劉根來沒喝多少酒,飯吃的就快,不到六點就吃完了。
走的時侯,牛大廚又給他拿了一大包綠豆芽,送的理直氣壯,壓根兒誰都不理。
為啥?
他自已生的唄!
嗯……這話咋這么別扭呢?
“有個事還要麻煩你。”劉根來把牛大廚拉到沒人的地方,塞給他一個小袋子。
袋子里裝著四個熊掌。
“擎好吧,過三天,你來拿。”牛大廚已經幫劉根來讓了一次熊掌,算是輕車熟路。
等程山川送他出門的時侯,劉根來一眼就看到了劉敏的自行車,好奇問道:“你開車來接我二姐,自行車咋辦?”
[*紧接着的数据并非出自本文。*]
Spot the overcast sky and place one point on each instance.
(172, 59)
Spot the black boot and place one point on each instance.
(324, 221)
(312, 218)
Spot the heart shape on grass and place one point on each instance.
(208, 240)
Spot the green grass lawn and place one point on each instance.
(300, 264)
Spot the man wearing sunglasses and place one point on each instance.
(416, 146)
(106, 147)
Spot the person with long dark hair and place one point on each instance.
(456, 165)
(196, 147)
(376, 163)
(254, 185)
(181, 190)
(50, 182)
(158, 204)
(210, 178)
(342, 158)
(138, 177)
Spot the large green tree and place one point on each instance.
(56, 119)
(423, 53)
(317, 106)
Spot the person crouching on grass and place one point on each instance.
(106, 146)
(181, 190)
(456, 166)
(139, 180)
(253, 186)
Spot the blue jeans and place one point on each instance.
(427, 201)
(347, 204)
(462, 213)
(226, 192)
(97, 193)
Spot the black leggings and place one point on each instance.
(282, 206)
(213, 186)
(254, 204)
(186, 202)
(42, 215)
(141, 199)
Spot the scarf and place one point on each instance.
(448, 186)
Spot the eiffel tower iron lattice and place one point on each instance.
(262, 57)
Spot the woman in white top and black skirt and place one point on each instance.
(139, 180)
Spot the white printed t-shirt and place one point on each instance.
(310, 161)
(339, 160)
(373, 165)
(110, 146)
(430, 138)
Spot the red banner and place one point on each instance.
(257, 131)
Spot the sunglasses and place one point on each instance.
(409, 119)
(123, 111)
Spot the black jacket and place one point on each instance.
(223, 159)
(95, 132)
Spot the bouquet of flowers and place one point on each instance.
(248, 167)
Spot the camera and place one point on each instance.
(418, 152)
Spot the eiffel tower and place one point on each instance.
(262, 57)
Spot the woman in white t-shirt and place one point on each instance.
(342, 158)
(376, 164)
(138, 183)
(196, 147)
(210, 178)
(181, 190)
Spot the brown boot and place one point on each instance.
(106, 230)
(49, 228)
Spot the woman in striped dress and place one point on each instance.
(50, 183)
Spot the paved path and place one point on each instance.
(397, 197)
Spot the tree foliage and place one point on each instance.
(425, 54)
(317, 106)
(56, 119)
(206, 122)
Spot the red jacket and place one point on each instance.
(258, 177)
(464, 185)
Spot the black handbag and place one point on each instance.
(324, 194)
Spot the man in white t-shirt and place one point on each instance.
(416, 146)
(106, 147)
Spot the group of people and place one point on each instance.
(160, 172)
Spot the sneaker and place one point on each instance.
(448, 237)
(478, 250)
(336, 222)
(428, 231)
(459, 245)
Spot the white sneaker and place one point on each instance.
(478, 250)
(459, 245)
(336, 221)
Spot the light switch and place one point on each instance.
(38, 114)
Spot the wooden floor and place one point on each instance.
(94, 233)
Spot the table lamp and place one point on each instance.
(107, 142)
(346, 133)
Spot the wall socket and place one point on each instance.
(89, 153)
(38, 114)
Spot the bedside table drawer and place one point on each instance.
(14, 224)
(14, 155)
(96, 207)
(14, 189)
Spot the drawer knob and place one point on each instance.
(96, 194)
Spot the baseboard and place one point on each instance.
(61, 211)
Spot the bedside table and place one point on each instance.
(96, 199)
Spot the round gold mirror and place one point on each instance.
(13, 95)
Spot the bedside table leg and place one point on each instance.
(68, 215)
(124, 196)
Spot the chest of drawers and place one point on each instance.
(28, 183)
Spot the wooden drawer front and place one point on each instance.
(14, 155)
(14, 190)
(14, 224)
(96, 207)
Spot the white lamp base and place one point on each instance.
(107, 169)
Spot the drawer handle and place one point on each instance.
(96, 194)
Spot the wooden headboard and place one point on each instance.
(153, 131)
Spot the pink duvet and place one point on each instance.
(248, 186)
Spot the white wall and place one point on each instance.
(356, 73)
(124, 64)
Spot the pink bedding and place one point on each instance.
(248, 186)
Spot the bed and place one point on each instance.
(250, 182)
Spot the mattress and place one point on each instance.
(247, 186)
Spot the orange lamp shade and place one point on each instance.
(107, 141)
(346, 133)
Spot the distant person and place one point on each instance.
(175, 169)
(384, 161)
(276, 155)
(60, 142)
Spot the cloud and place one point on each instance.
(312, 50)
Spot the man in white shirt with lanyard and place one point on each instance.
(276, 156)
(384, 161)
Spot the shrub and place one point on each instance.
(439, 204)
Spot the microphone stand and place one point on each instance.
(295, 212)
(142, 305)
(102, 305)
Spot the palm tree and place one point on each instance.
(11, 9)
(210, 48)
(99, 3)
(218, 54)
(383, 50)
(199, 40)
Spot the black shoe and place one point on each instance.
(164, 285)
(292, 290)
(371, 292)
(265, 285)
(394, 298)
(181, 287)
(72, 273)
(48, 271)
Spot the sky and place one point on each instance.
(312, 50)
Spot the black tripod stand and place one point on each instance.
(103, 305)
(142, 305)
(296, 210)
劉敏早晨上班晚,程山川可送不了她,她得自已騎車來,晚上再坐吉普車回家,自行車誰騎?
放這兒,第二天咋上班?還不夠麻煩的。
“車后有個掛鉤,往上一掛就行了。”程山川指了指吉普車后屁股。
還真有辦法啊!
也對,只要思想不滑坡,辦法總比困難多。
騎上那輛三輪車沒走多遠,劉根來就連車帶麻袋一塊兒收進了空間,又把自已的自行車放了出來,騎著就去了街道辦,等快到地方了,又把自行車和三輪車掉了個個,還給了值班的門衛。
劉根來又騎著自行車趕到了派出所。
石蕾的自行車還在派出所里放著呢!他要是不騎回家,明天早晨咋上班?
剛騎完自已的自行車,又騎石蕾的,車座一下變矮,劉根來有點不適應。
琢磨了一下,干脆用空間把車座調高,心念一動就完成了,騎著就回了家。
他騎的還挺快,到家的時侯,還不到七點,剛進院,就看到了挎斗摩托,心頭頓時涌起了一股別樣的情緒,仿佛見到了能看卻不能碰的心愛之物。
明天還要送野豬呢,只能吭哧哼哧的蹬自行車。
唉,我咋那么命苦呢!
正暗自悲傷著,聽到動靜的石蕾從屋里出來了,甩手就把挎斗摩托的鑰匙丟了過來。
“咋的?騎著不順手?”劉根來又意外又驚喜,嘴里還虛情假意的問著。
“用完了,有車就是方便,一天干了三天的活兒。”石蕾伸出小手,一塊兒揉著劉根來兩邊的耳朵,幫他捂熱,嘴里卻抱怨著,“你出差的時侯,要是把車留給我,我就不用遭那么多罪了。”
留給你,我就受罪了。
“下回一定。”劉根來把鑰匙往前一伸,“你要沒開夠,那就接著開。”
“大冬天的,我才不受那罪呢,等明年暑假吧!”
石蕾又揉了兩下劉根來的耳朵,這才松開小手,目光一轉,落在自行車上,第一眼就注意到了車座被調高了。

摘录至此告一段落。